UAB to host civil rights-themed national writing conference for teachers

The conference is being held in conjunction with the citywide commemoration of the U.S. Civil Rights Movement in Birmingham.

RMWPThe UAB Red Mountain Writing Project (RMWP), the School of Education and the 21st Century Literacies Conference will host educators from across the country for the National Writing Project’s Urban Sites Network Conference April 26-27, 2013. The theme is “Writers of Social Justice: How One Pen Can Change the World.” The conference is being held in conjunction with the citywide commemoration of the U.S. Civil Rights Movement in Birmingham.

The conference will feature a host of civil rights-themed events, including a roundtable with civil rights movers and shakers, as well as tours to historic sites. Author and social-justice speaker Helen Shores Lee will be a featured speaker. She will provide firsthand accounts of living during the turbulent movement as the daughter of famed civil rights attorney Arthur Shores.

Also, literacy speaker Steve Zemelman, an author and former director of the Center for City Schools who is the co-founder and director of the Illinois Writing Project, will be a guest speaker.

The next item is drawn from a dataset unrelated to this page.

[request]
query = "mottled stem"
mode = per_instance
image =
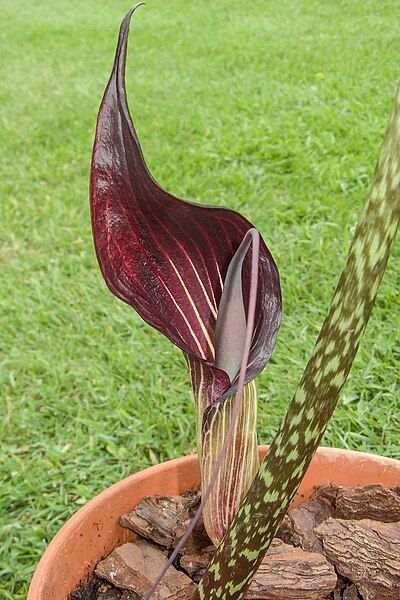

The Red Mountain Writing Project is a local affiliate of the National Writing Project and has a mission to give teachers new and innovative strategies for literacy instruction. The RMWP, founded in 2004, has impacted more than 100 teachers from north central Alabama through its annual Invitational Summer Institute; those teachers have created and implemented professional development opportunities for hundreds of other teachers.